Whatever you can ask from a Stokes-era prototype pacer, Atkinson had it all. 

But the real test often comes out there on the field. It took the Surrey pacer just two deliveries to vindicate his selection in the first Test at Lord's when he removed the opposition skipper, Kraigg Brathwaite. Only Matthew Fisher had achieved a similar feat (wicket in two balls) back in 2022 against West Indies. 

After troubling Kirk McKenzie, Atkinson hooped the ball around to sting Mikyle Louis, West Indies’ best batter in the Test. It wasn’t wayward, it was pinpoint and pesky. That’s what accounted for McKenzie, with the ball moving away slightly from the batter to catch his outside edge. 

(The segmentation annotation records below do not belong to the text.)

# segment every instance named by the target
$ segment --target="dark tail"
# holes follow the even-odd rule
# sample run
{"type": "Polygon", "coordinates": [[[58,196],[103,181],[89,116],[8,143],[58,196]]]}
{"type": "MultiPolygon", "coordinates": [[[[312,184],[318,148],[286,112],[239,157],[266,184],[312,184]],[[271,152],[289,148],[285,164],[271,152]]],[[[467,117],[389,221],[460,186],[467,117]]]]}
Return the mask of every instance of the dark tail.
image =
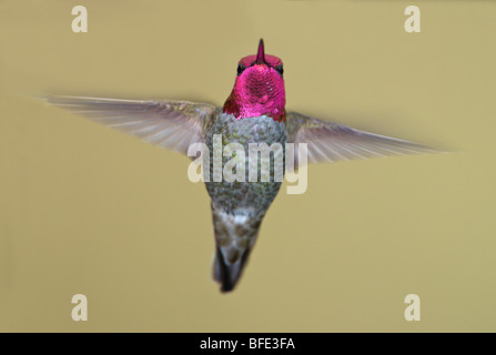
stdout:
{"type": "Polygon", "coordinates": [[[215,234],[213,278],[221,292],[233,291],[247,264],[262,217],[229,214],[212,207],[215,234]]]}

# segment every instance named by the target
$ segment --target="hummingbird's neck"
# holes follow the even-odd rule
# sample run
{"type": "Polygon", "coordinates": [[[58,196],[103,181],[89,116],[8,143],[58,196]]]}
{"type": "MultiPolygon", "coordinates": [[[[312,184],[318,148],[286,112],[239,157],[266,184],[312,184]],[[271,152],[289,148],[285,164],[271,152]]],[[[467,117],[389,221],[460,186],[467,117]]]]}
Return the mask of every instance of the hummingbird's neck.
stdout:
{"type": "Polygon", "coordinates": [[[234,85],[224,103],[223,112],[233,114],[237,120],[267,115],[277,122],[285,122],[285,102],[284,88],[253,94],[253,88],[234,85]]]}

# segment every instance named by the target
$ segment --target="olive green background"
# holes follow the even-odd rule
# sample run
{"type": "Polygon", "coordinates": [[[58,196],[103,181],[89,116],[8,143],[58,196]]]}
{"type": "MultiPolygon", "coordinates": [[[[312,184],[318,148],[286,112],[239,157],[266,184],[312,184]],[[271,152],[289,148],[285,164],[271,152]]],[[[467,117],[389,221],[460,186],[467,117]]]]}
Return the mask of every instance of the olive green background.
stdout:
{"type": "Polygon", "coordinates": [[[495,331],[495,1],[0,1],[0,331],[495,331]],[[31,97],[221,105],[261,37],[289,110],[454,152],[311,165],[221,294],[189,160],[31,97]]]}

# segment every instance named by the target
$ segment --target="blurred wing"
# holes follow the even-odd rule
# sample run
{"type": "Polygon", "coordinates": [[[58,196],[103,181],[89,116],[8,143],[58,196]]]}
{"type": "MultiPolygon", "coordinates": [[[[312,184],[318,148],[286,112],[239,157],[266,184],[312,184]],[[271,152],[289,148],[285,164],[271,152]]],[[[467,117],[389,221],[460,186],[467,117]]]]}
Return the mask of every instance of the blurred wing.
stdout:
{"type": "Polygon", "coordinates": [[[186,154],[203,142],[202,130],[215,106],[188,101],[140,101],[81,97],[48,97],[48,102],[70,112],[186,154]]]}
{"type": "Polygon", "coordinates": [[[311,163],[438,152],[418,143],[354,130],[296,112],[287,113],[286,129],[287,142],[307,143],[307,161],[311,163]]]}

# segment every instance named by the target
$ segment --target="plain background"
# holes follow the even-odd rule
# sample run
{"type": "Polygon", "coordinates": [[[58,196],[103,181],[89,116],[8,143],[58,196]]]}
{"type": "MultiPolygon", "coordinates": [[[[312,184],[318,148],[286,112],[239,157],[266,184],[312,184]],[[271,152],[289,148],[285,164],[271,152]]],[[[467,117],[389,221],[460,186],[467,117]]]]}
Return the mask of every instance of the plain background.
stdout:
{"type": "Polygon", "coordinates": [[[494,1],[0,1],[0,331],[495,331],[495,33],[494,1]],[[454,153],[311,165],[223,295],[189,160],[31,97],[221,105],[261,37],[287,109],[454,153]]]}

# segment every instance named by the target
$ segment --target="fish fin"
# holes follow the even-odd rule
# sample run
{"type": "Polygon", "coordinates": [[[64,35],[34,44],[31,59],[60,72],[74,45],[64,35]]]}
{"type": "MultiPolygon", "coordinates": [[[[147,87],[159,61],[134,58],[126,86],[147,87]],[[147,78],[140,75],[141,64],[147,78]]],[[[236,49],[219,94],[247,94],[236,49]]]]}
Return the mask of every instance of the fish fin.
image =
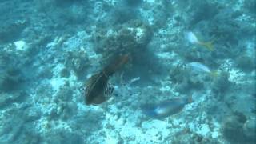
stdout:
{"type": "Polygon", "coordinates": [[[206,47],[210,51],[214,51],[214,41],[210,41],[206,42],[200,42],[199,44],[202,45],[202,46],[206,47]]]}

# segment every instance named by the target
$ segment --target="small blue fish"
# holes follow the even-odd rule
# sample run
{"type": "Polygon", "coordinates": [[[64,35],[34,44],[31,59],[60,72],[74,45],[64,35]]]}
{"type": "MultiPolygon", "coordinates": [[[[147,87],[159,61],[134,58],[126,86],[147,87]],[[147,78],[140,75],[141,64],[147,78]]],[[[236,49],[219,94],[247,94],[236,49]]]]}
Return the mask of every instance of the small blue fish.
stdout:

Three overs, three maidens and two wickets. Atkinson was doing something on a wicket where even someone with the miles as James Anderson struggled. When the ball wasn’t hooping traditionally, he took to wobble seam to confuse Alick Athanaze, who looked totally at sea against the pacer. 

In his first spell at Lord’s, Atkinson delivered one of the most memorable performances, finishing with figures of 2/2 with four of his five overs being maidens. While he did take a big beating post-lunch, conceding 18 runs in the first three overs, he delivered the killer blow in the 35th over of the innings.

Atkinson got the ball to move slightly away from Athanaze, planting all kinds of doubts in the left-hander's mind. Caught in two minds, Athanaze poked at the ball without using his feet too much, all due to the bowler's accuracy.

Courtesy: SonyLIV

After gobbling three wickets, the Surrey man returned with a stunning seam-up delivery that moved away from Jason Holder, catching the right-hander by total surprise. 

This time around, it wasn’t pace or change of it. It wasn’t a bouncer. It was pure intelligence and a good read of the game. 

A delivery later, he changed that up with his fingers now moving across the ball, pushing it into the right-handed Joshua Da Silva. Da Silva hung his bat out, thinking it was going to be a delivery away from the body. But that’s where Atkinson combined trickery with speed. 

Dead by daylight. 

Atkinson eventually picked up a sixth and seventh wicket on the day when he removed Alzarri Joseph and Shamar Joseph, but his spell showed what speed combined with accuracy can do. It can kill. 

Seven straight overs after lunch while still bowling with an average pace of 86.5 miles/hour without huffing and puffing. 

7/45, the second-best spell for an English bowler on Test debut. It was the third-best-ever figures for a bowler in his first bowling innings in Tests, behind Bob Massie (1972) and Kyle Abbott (2013). 

The day might have started with England allowing James Anderson to lead the team, but it ended with Gus Atkinson leading the English side on the back of a stellar response. 

Too fast, too furious and too real to be true, Gus Atkinson is ready to spearhead an English future.